L’alter-mondialisme en Afrique : le devoir d’insoumission

S’inspirant des pratiques sociales d’innovation, de résistance et de propositions mises en avant par le FSM, le Forum social africain va naître d’une volonté de fédérer au niveau continental des mouvements épars et de construire un discours commun. Il va également être la concrétisation de l’élargissement important du mouvement : élargissement géographique (forums continentaux, polycentriques, nationaux et locaux…), social (mouvements paysans, de Sans-terre, syndicats, migrant-e-s, femmes…) et thématique.

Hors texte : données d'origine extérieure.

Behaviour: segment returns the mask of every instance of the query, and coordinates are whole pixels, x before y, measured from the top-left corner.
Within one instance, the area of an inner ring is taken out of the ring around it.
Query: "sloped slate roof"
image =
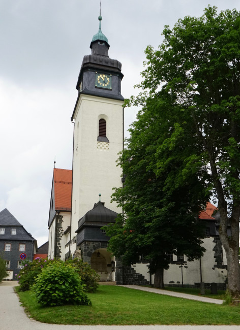
[[[93,209],[88,211],[78,221],[78,229],[85,222],[115,222],[118,213],[105,207],[101,202],[95,204]]]
[[[0,212],[0,225],[22,226],[7,209],[4,209]]]
[[[71,170],[54,169],[55,210],[71,211],[72,175]]]

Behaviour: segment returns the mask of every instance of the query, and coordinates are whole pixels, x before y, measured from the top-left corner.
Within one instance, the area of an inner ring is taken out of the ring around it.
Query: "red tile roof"
[[[72,170],[54,169],[55,209],[71,211]]]
[[[202,211],[199,214],[199,219],[203,220],[215,220],[214,218],[211,216],[214,212],[217,210],[217,208],[213,205],[210,202],[208,202],[206,205],[205,210]]]

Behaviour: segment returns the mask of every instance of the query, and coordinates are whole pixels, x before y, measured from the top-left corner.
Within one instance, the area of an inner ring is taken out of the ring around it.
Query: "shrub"
[[[26,291],[34,284],[38,275],[40,274],[42,269],[53,262],[61,260],[53,260],[48,259],[37,258],[31,261],[25,260],[24,267],[18,274],[18,283],[20,284],[19,291]]]
[[[82,259],[78,260],[68,259],[65,261],[67,264],[73,266],[79,275],[82,282],[85,284],[84,290],[87,292],[95,292],[98,286],[98,281],[100,277],[97,274],[87,262],[84,262]]]
[[[8,276],[7,272],[5,261],[0,257],[0,282]]]
[[[91,305],[79,276],[69,265],[53,264],[43,269],[33,288],[42,305]]]

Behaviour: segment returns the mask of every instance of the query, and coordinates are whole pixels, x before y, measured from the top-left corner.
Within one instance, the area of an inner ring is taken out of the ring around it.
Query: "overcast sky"
[[[38,241],[48,239],[53,162],[72,169],[75,89],[98,30],[99,0],[0,0],[0,211],[7,208]],[[102,30],[122,63],[122,94],[137,93],[144,49],[166,24],[199,17],[208,4],[239,0],[101,0]],[[125,126],[137,110],[126,109]]]

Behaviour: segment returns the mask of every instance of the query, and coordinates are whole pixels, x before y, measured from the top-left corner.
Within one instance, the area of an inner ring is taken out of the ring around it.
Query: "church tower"
[[[110,201],[112,188],[122,185],[122,170],[116,161],[123,147],[123,75],[120,62],[108,56],[109,45],[101,30],[102,17],[98,19],[99,29],[90,45],[92,54],[82,61],[76,86],[78,96],[71,117],[74,122],[72,254],[82,249],[81,240],[78,242],[76,239],[78,222],[93,209],[100,193],[104,208],[121,212]]]

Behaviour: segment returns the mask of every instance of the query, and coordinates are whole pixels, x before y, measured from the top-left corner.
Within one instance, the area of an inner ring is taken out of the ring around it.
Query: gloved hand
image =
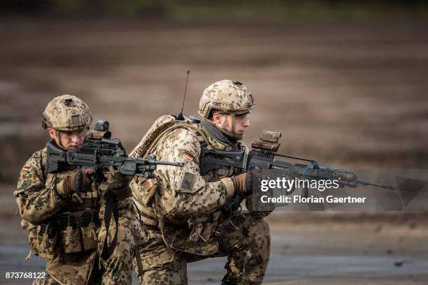
[[[83,174],[82,189],[85,189],[91,188],[93,181],[91,178],[91,175],[94,173],[94,170],[92,168],[83,168],[81,171]]]
[[[131,188],[129,188],[129,180],[126,175],[122,175],[115,170],[113,167],[109,168],[108,178],[107,179],[108,187],[117,200],[123,200],[131,196]]]
[[[57,189],[63,198],[79,193],[83,187],[83,173],[80,169],[76,169],[68,173],[63,173],[57,175],[59,181],[57,183]]]
[[[245,173],[230,177],[235,191],[241,193],[244,196],[248,197],[252,194],[253,184],[257,187],[260,187],[260,181],[264,179],[269,179],[269,176],[264,174],[261,170],[250,170]]]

C’est sur les ravages de la mondialisation néolibérale et du capitalisme mais aussi sur le terreau de l’anticolonialisme et des conquêtes démocratiques passés que l’altermondialisme africain voit le jour dans les années 1990. Échaudée par les dégâts causés par les plans d’ajustement structurel (PAS), la dette et autres politiques du FMI et de la Banque Mondiale, la société civile africaine va commencer à se (re)mobiliser (grèves, boycotts, luttes contre la privatisation et pour la défense des services publics, émeutes anti-FMI...) autour du principe de l’accès aux droits pour tou-te-s et en refusant la subordination au marché.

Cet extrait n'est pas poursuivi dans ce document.